Freitag, 20. September 2019
Quelle: http://www.radiobremen.de/bremenvier/musik/playlists/neuinderplaylist310.html


Mehr Musik

Die Musikredaktion hat gewählt


Post Malone – Circles

Post Malone - aka der US-amerikanischer R&B-Musiker, Rapper und Produzent Austin Richard Post [Quelle: Universal Music, Adam Degross]

"Ich bin süchtig nach Schmerz, fast alle meine Songs handeln davon", beschreibt Post Malone seine Musik – und trifft den Nagel damit auf den Kopf. In vielen seiner Songs ist der Rock-Rapper derjenige, der verlassen oder betrogen wird. Auch in seiner neuen Single thematisiert er eine Trennung - musikalisch verpackt in eine Mischung aus Rap und Rock. "Der Song hat so einen Fleetwood-Mac-Vibe", beschreibt "Posty" ganz passend: mit Akustikgitarren und einem prägnanten Basslauf ist "Circles" die Art Musik, die er am besten kann: sad rap.


 

Rea Garvey – Let‘s Be Lovers Tonight (Deepend Remix)

Rea Garvey [Quelle: Universal Music, Olaf Heine]

So ein bisschen scheint der Ire den elektronischen Sound für sich entdeckt zu haben: Rea Garveys letzte Single "Kiss Me" klang schon mehr nach Elektropop, als nach Singer-Songwriter und Folkrock. Für den Song "Let‘s Be Lovers Tonight" geht er nun sogar noch einen Schritt weiter und verpasst der eigentlichen Rock-Pop-Nummer zusammen mit dem niederländischen DJ-Duo Deepend eine dancy House-Version. Mit den beiden Niederländern hat er sich absolute Profis dazugeholt: 2015 haben sie Matt Simons‘ eher ruhigem Song "Catch & Release" einen Remix verpasst und damit einen Radiohit gelandet. Und auch "Let‘s Be Lovers Tonight" steht der Remix echt gut.


 

Gamper & Dadoni feat. Emily Roberts – Bittersweet Symphony

Gamper & Dadoni ft. Emily RobertsBittersweet Symphony Coverart [Quelle: Warner Music]

So international dieses Trio auch klingt: Die Sängerin Emily Roberts und das DJ- und Produzenten-Duo Maximilian Gamper und Daniel Hoeft kommen aus Hamburg. Gamper & Dadoni machen seit 2013 Musik und haben Hits wie "Praise You" von Fatboy Slim einen neuen Anstrich verpasst.

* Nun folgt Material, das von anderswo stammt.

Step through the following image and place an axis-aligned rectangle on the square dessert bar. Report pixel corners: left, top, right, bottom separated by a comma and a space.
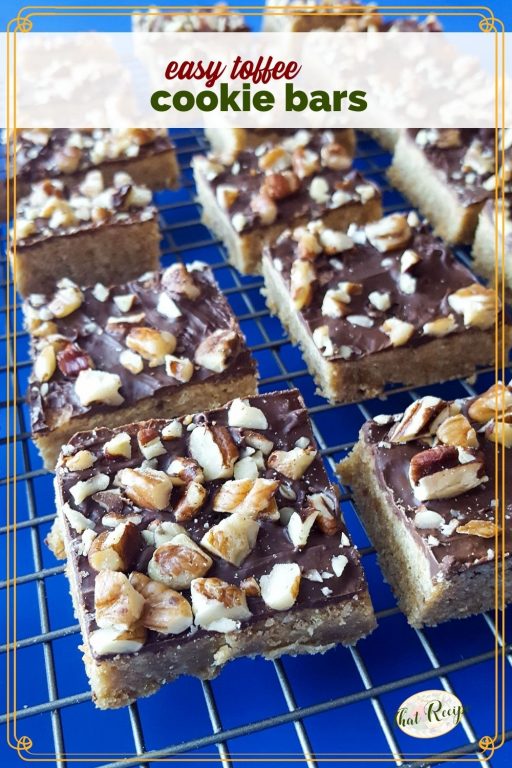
24, 262, 256, 469
49, 390, 375, 708
389, 128, 512, 243
263, 212, 510, 402
10, 170, 160, 296
339, 384, 512, 627
0, 128, 179, 209
193, 130, 381, 274
205, 126, 356, 162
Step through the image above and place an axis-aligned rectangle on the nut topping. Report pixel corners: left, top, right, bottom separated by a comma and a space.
409, 445, 485, 501
117, 467, 172, 510
201, 514, 259, 566
189, 424, 239, 480
75, 368, 124, 406
194, 329, 237, 373
260, 563, 300, 611
88, 522, 141, 571
130, 571, 194, 635
387, 395, 448, 443
126, 326, 176, 368
448, 283, 499, 330
436, 413, 478, 448
365, 213, 412, 253
213, 477, 279, 519
190, 579, 252, 632
268, 446, 317, 480
228, 397, 268, 429
94, 570, 144, 630
148, 533, 213, 591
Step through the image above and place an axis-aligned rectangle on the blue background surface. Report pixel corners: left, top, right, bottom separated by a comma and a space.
0, 2, 512, 768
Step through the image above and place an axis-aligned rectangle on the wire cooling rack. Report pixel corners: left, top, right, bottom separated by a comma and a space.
0, 131, 512, 768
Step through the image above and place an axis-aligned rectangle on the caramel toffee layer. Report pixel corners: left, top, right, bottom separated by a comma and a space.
196, 130, 380, 234
408, 128, 512, 206
10, 128, 173, 181
13, 170, 156, 251
57, 390, 366, 650
266, 213, 494, 360
361, 385, 512, 575
25, 262, 255, 433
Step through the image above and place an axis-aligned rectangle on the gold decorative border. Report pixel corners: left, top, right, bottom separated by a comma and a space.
6, 5, 507, 763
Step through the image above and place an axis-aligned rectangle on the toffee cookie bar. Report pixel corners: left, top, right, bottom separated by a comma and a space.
49, 390, 375, 708
24, 262, 256, 469
205, 126, 356, 162
10, 170, 160, 296
193, 130, 381, 274
132, 3, 249, 32
389, 128, 512, 243
339, 384, 512, 627
263, 212, 509, 402
0, 128, 179, 213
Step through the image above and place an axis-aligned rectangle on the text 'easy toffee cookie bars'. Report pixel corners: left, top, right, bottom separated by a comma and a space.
0, 128, 179, 213
263, 212, 510, 402
49, 390, 375, 708
24, 262, 256, 469
10, 170, 160, 296
194, 130, 381, 273
339, 384, 512, 626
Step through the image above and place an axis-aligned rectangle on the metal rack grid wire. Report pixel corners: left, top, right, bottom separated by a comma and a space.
0, 131, 512, 768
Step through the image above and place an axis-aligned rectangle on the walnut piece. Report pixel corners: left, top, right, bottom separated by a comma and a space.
201, 514, 259, 566
148, 533, 213, 591
94, 570, 144, 630
190, 578, 252, 632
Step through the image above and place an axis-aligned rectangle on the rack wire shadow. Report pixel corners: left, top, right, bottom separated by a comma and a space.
0, 131, 512, 768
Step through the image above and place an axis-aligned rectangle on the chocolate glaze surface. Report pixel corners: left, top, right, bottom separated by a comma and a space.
16, 177, 157, 251
28, 265, 255, 433
9, 128, 173, 181
407, 128, 512, 206
198, 130, 380, 235
266, 216, 488, 360
57, 390, 366, 650
361, 398, 512, 576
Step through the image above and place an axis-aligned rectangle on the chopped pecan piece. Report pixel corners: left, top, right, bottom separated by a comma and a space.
148, 533, 213, 591
189, 424, 239, 480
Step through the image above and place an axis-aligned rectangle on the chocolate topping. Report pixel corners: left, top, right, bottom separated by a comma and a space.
361, 398, 512, 576
57, 390, 366, 650
196, 130, 380, 233
8, 128, 173, 182
25, 265, 254, 432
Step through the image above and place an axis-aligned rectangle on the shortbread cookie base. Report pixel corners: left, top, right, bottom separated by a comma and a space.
337, 441, 512, 628
205, 128, 356, 161
56, 513, 376, 709
388, 131, 484, 243
32, 374, 257, 471
194, 171, 382, 275
0, 149, 180, 215
10, 217, 160, 296
263, 255, 511, 403
471, 210, 512, 292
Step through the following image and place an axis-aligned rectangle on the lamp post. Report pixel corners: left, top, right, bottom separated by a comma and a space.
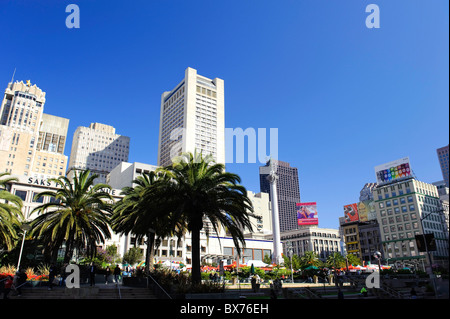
17, 224, 31, 271
286, 241, 294, 283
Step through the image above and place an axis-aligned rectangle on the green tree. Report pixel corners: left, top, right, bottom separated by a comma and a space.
347, 254, 362, 266
300, 251, 321, 268
123, 247, 143, 265
111, 172, 184, 273
31, 170, 113, 263
164, 153, 253, 284
326, 251, 345, 269
0, 173, 23, 250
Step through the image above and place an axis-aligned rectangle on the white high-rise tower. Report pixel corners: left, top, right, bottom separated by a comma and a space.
158, 68, 225, 166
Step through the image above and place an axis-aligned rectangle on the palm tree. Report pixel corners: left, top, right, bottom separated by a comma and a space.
111, 172, 183, 274
300, 251, 320, 267
164, 153, 253, 284
30, 170, 112, 263
0, 173, 23, 250
327, 251, 345, 269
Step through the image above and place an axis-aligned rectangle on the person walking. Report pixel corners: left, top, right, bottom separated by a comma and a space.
89, 263, 97, 287
114, 265, 120, 284
15, 269, 28, 297
3, 275, 13, 299
105, 266, 111, 284
48, 264, 56, 290
361, 286, 367, 297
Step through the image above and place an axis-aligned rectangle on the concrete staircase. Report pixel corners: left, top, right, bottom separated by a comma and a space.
9, 285, 157, 299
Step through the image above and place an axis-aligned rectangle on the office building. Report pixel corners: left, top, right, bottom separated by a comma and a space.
339, 218, 384, 264
259, 161, 300, 232
436, 145, 450, 187
106, 162, 158, 189
373, 178, 449, 270
0, 81, 69, 178
158, 68, 225, 166
281, 226, 341, 261
67, 123, 130, 183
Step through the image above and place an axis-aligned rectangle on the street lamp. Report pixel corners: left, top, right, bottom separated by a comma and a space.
17, 224, 31, 271
286, 241, 294, 283
373, 251, 381, 274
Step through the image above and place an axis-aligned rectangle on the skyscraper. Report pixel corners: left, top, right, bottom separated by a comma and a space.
436, 145, 450, 187
259, 161, 300, 232
158, 68, 225, 166
67, 123, 130, 183
0, 81, 69, 178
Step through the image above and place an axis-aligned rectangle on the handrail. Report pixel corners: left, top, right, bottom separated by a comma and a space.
147, 274, 172, 299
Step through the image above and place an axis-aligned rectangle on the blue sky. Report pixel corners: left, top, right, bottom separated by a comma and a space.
0, 0, 449, 228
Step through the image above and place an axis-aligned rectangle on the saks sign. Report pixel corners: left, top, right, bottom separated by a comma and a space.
25, 177, 121, 196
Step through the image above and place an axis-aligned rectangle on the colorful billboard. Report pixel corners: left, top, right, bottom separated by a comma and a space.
375, 157, 412, 185
297, 202, 319, 226
344, 203, 359, 223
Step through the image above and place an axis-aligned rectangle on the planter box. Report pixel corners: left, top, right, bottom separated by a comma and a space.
185, 292, 239, 299
122, 277, 147, 288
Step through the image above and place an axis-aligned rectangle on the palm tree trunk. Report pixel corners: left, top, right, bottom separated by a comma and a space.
145, 231, 155, 275
191, 227, 202, 284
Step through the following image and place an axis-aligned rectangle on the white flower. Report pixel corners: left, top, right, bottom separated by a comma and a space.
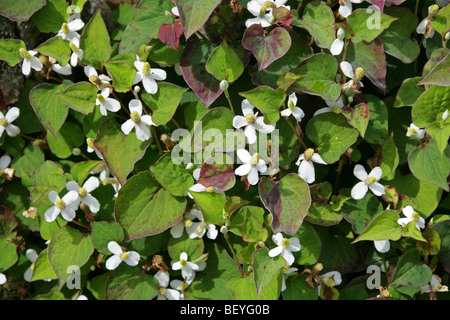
19, 48, 44, 76
0, 273, 7, 286
330, 28, 345, 56
351, 164, 385, 200
84, 66, 111, 90
155, 270, 180, 300
373, 240, 391, 253
397, 206, 425, 230
281, 93, 305, 122
44, 190, 78, 222
69, 42, 84, 67
339, 0, 364, 18
269, 232, 302, 265
406, 123, 425, 139
340, 61, 364, 90
121, 99, 156, 141
133, 60, 167, 94
281, 268, 298, 292
171, 252, 200, 279
245, 0, 291, 28
66, 177, 100, 213
314, 271, 342, 296
56, 13, 84, 47
234, 149, 267, 185
0, 107, 20, 137
233, 99, 275, 144
105, 241, 141, 270
295, 148, 327, 183
313, 96, 344, 117
420, 274, 448, 293
95, 87, 120, 116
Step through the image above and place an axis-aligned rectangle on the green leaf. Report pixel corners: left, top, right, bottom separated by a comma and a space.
412, 86, 450, 128
242, 24, 292, 71
189, 191, 227, 225
167, 232, 205, 261
353, 210, 402, 243
47, 122, 85, 159
0, 39, 25, 67
298, 1, 336, 49
178, 0, 220, 39
115, 171, 186, 239
380, 8, 420, 63
408, 140, 450, 191
0, 0, 45, 22
239, 86, 286, 124
252, 248, 286, 296
420, 53, 450, 86
130, 0, 174, 40
141, 81, 188, 125
306, 112, 359, 163
56, 81, 98, 114
34, 37, 72, 66
206, 41, 244, 83
30, 248, 58, 281
431, 4, 450, 37
80, 10, 112, 69
258, 173, 311, 235
391, 248, 432, 287
106, 268, 159, 300
47, 226, 94, 289
185, 243, 241, 300
150, 153, 194, 197
92, 221, 124, 255
394, 77, 425, 108
32, 0, 69, 33
30, 81, 71, 137
292, 53, 341, 101
347, 9, 397, 43
94, 119, 148, 185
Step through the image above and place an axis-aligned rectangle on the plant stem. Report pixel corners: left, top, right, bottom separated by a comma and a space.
224, 234, 244, 276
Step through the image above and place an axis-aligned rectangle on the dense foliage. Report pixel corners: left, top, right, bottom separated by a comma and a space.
0, 0, 450, 300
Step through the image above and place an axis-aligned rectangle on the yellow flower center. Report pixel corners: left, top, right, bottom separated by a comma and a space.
184, 219, 192, 228
364, 177, 377, 186
142, 62, 151, 76
120, 251, 128, 261
259, 1, 277, 18
61, 22, 69, 34
97, 93, 105, 103
353, 67, 364, 82
250, 152, 259, 167
281, 238, 291, 249
78, 187, 87, 198
19, 48, 31, 59
331, 106, 341, 114
130, 111, 141, 124
89, 75, 100, 85
245, 113, 256, 123
304, 148, 314, 161
55, 199, 66, 210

Ihr Markenzeichen: chillige Elektro-Beats, dazwischen hier und da immer mal wieder ein Saxophon. Für ihre Version von The Verves "Bittersweet Symphony" haben sie mit ihren Gewohnheiten aber scheinbar gebrochen: statt chilligem Elektro gibt's tanzbaren House und statt Saxophon die für den Song typischen Streicher.


 

Tones And I – Dance Monkey

Tones And I [Quelle: Warner Music]

So schnell kann es manchmal gehen: Toni Watson aus der australischen Kleinstadt Mornington hat als Teenager Klavier gelernt und mit Loop Stations rumexperimentiert. Nach der High School hat sie sich dann als Straßenmusikerin Geld dazuverdient – jedoch nicht sonderlich lange: "Schon am ersten Abend kam ein Typ auf mich zu und gab mir seine Karte." Kurze Zeit später gibt sie dann ihren Nebenjob auf und hat als Tones And I einen Manager und einen Plattenvertrag – und mit ihrer Single "Dance Monkey" einen Megahit in Australien gelandet. Kein Wunder, mit der Stimme und dieser eingängigen Melodie! Von Toni werden wir in Zukunft ganz sicher noch mehr hören.


 

Ava Max – Torn

Ava Max [Quelle: Warner Music, Lauren Dunn]

In ihrem ersten Hit "Sweet But Psycho" war Ava Max diejenige, die mit den Männern gespielt hat. In ihrem neuen Song "Torn" ist sie es nun, die nicht weiß, woran sie in der Beziehung ist: "You’re contagious, baby. Love when you love me, hate me." Eine Lösung hat sie nicht parat, Spaß macht der Disco-Pop-Song aber trotzdem. Zwischen den groovigen Strophen und dem catchy Refrain flimmern immer mal wieder Teile des Abba-Hits "Gimme Gimme Gimme" durch – allerdings sehr subtil und überhaupt nicht peinlich.